Ecouter l'émission du 20/10/2023 Logo rcf

Pendant l’été 2023, plusieurs agriculteurs m’ont parlé de leur façon de travailler. Ceux d’entre eux qui pratiquent une agriculture conventionnelle se sentent sous pression à cause des sécheresses à répétition et à cause de l’augmentation du prix des engrais azotés. Le coût de ces engrais dépend à 80 % du prix du gaz. L’année dernière, quand le prix du gaz a été multiplié par 6, le prix des engrais azotés a été multiplié par 5. Sans ces engrais, les rendements de l’agriculture conventionnelle sont divisés en moyenne par trois.

Les monocultures de blé et de maïs ou les bicultures blé-maïs appauvrissent les terres. Au bout de 30 ans, cet appauvrissement ne peut plus être compensé par des apports d’engrais chimiques et les rendements de ces monocultures diminuent, quelque soit la quantité d’engrais chimique utilisée. Dans l’État du Tamil Nadu en Inde, dans les années 1990, la production de feuilles de thé n’a cessé de diminuer pendant dix ans malgré l’augmentation d’intrants chimiques ; les sols étaient trop dégradés, dépourvus d’humus. Des chercheurs ont alors réintroduit des vers de terre d’une espèce commune à cette région, ont laissé sur place les résidus de la taille des théiers et les ont associés à du compost. « Le résultat fut spectaculaire. Après trois ans seulement, la production de feuilles de thé a augmenté de 35 % à 240 % ».[1]
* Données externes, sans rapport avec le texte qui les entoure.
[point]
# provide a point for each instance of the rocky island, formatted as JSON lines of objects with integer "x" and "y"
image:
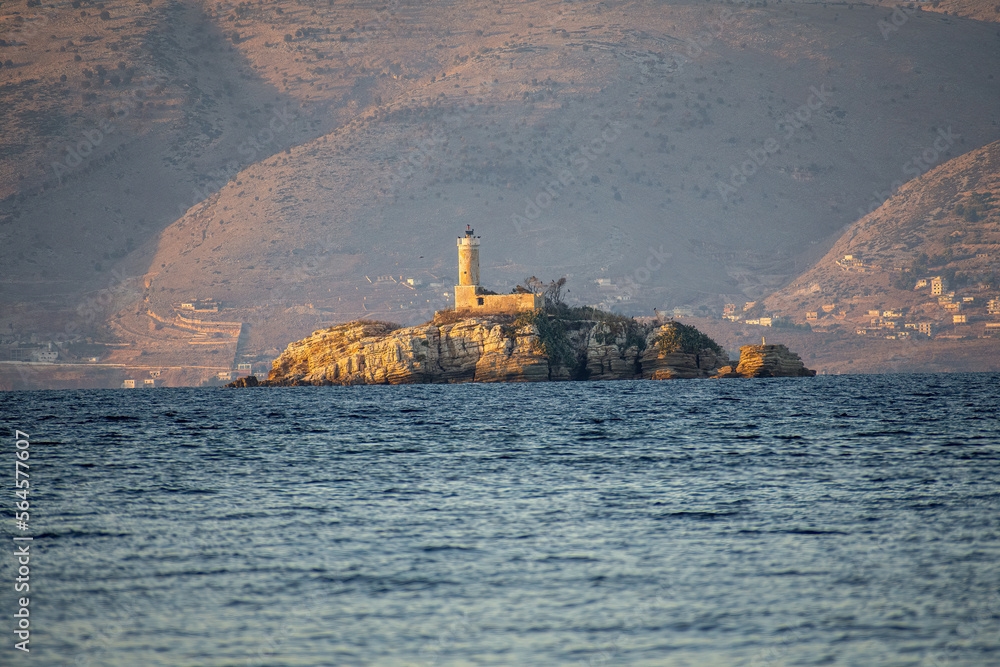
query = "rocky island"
{"x": 530, "y": 335}
{"x": 532, "y": 347}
Pour la production de céréales, environ 700 millions d’hectares sont cultivés de par le monde. La conversion de ces surfaces agricoles à une agriculture durable va nécessiter des quantités inimaginables de matière organiques. Pourtant, ces matières organiques réduiraient considérablement les besoins en engrais azotés et rendraient les plantes plus résistantes en cas de sécheresse.

Dans l’Union européenne, on cultive environ 50 millions d’hectares de céréales avec la méthode conventionnelle.[2] En supposant qu’après la moisson, on laisse la paille dans les champs, cela représenterait un tiers de la matière organique nécessaire pour une culture durable de céréales. Il manquerait alors chaque année pendant 5 à 10 ans environ 600 millions de tonnes de matière organique, et où les trouver ? Dans les villes !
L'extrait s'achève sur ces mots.